FMI diz que sistema de pensões português continua “caro e generoso”

Da Redação
Com Lusa

O FMI considera que o sistema de pensões português continua “caro” e “generoso”, apesar das alterações das últimas décadas destinadas a reforçar a sua sustentabilidade, revela o relatório sobre Portugal ao abrigo do artigo IV, divulgado esta sexta-feira.

No documento sobre a revisão anual da economia portuguesa, o Fundo Monetário Internacional (FMI) refere as alterações nas pensões das últimas décadas como o aumento da idade legal de reforma, a ligação à esperança média de vida e a redução dos benefícios de novos aposentados após a 2007.

Porém, o fundo sublinha que o sistema de pensões “continua caro, generoso pelos padrões da OCDE [Organização para a Cooperação e Desenvolvimento Econômico] e pouco faz corrigir a desigualdade” nas pensões de velhice.

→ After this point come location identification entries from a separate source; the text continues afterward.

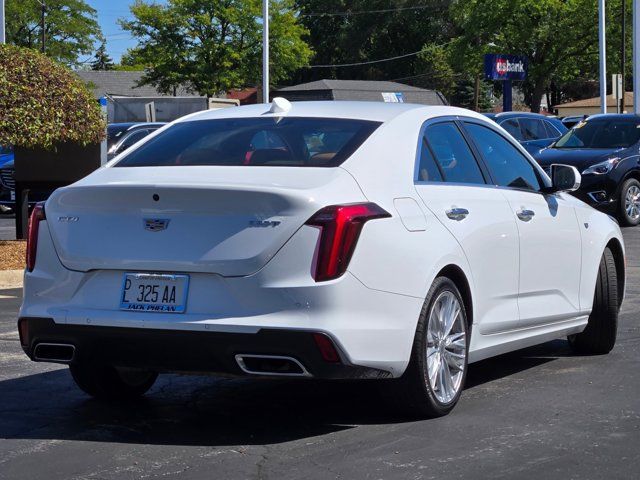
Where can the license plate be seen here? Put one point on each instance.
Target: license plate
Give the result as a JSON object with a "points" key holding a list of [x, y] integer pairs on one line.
{"points": [[154, 292]]}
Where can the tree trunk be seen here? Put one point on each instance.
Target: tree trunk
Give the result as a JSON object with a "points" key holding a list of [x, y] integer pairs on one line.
{"points": [[536, 96]]}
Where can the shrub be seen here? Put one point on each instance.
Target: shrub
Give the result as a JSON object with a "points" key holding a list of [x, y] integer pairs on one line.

“Recomenda-se que os resultados das reformas sejam reexaminados, com vista a identificar possíveis ações” para “aumentar a equidade no sistema e manter um rígido controle sobre a trajetória dos gastos”, defende o FMI.

O fundo sugere, por exemplo, que as taxas de substituição (valor da pensão em percentagem do salário) possam ser reduzidas para os escalões mais elevados a fim de convergir gradualmente para as taxas médias da União Europeia.

No relatório, o FMI considera ainda que a “pressão” sobre a massa salarial também está a aumentar, devido ao aumento de 2% do emprego público em 2018, apesar de o Governo se ter comprometido a reduzir o número de funcionários públicos.

Esta situação reflete “o aumento das necessidades” com o regresso do horário das 35 horas semanais na função pública, diz o fundo.

O FMI diz ainda que a “pressão” sobre os salários resulta também do descongelamento de carreiras na função pública.

Otimista

O FMI reviu em alta a previsão para o saldo orçamental de Portugal em 2020, esperando um excedente de 0,1% do PIB, e manteve a previsão do défice de 0,2% este ano, apesar da injeção no Novo Banco.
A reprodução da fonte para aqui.